# What an ugly baby...



## stacieandtheboys (Jan 6, 2009)

seriously look at what she has done to herself lol and look at that mane! OMG she is so ugly right now!


----------



## farmpony84 (Apr 21, 2008)

ah... I think she's cute... she's loosing her baby fur!


----------



## SpiritJordanRivers (May 31, 2009)

She's cute! She just has a mohawk


----------



## Spastic_Dove (Oct 4, 2007)

D'aww what a rockstar.


----------



## MIEventer (Feb 15, 2009)

I think she is adorable. She needs lovin's.


----------



## Dressage10135 (Feb 11, 2009)

awww look at that mohawk!!!


----------



## goldilockz (Aug 1, 2008)

LOL! Fuzzbutt!


----------



## xoTrishaxo (Jun 12, 2009)

cutie!


----------



## Gillian (Aug 2, 2008)

Yay for the horses with mohawks! Zeus rocks his and it looks like she does too. Hers is way better though. What a little punk, ha ha.


----------



## stacieandtheboys (Jan 6, 2009)

Maybe I should dye it hot pink! Totally kidding. I love her so much. She has such a great disposition. Just a little patchy right now


----------



## ilovemyPhillip (Apr 4, 2009)

no dye it green! I total love it, its so you know, different!


----------



## Jessabel (Mar 19, 2009)

All babies go through several fugly stages. Just wait till she's about four. You might be surprised. ;D


----------



## my2geldings (Feb 18, 2008)

You're right she is definitely the ugliest baby I have ever seen, so I think I should her off your hands. I have a paddock right here with her name on it. It's made for those "ugly" foals. :twisted:


----------



## dynamite. (Jun 21, 2008)

LOL! She's adorable.


----------



## Whipple (Feb 2, 2009)

Mohawks kick butt! She's lucky she doesnt have to work at hers.


----------



## MissPogoPony (Jun 20, 2009)

She is adorable! What breed is she?


----------



## stacieandtheboys (Jan 6, 2009)

Ha ha all of you are making me lol.
I just can't wait for all of that baby hair to be gone. It doesn't brush out its like she has to rub it off (cause i brush her all of the time).

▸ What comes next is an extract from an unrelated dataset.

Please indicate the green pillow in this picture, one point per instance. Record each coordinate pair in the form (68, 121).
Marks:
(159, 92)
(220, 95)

I have no idea what breed she is...only that her mama is a 12hh pony of some sort lol. No idea what dad is. I think she is going to be taller than her mama.


----------



## boxer (Feb 20, 2009)

haha sooo cute. I know someone who breeds miniature ponies and I commented on the baby's mohawks. He said they have a mohawk until about 1 year old then the falls over.


----------



## sc012785 (3 mo ago)

hi


----------



## QtrBel (May 31, 2012)

MOD NOTE


Thread closed. OP has not logged in in over 10 years. Please check the date of a thread before replying.


----------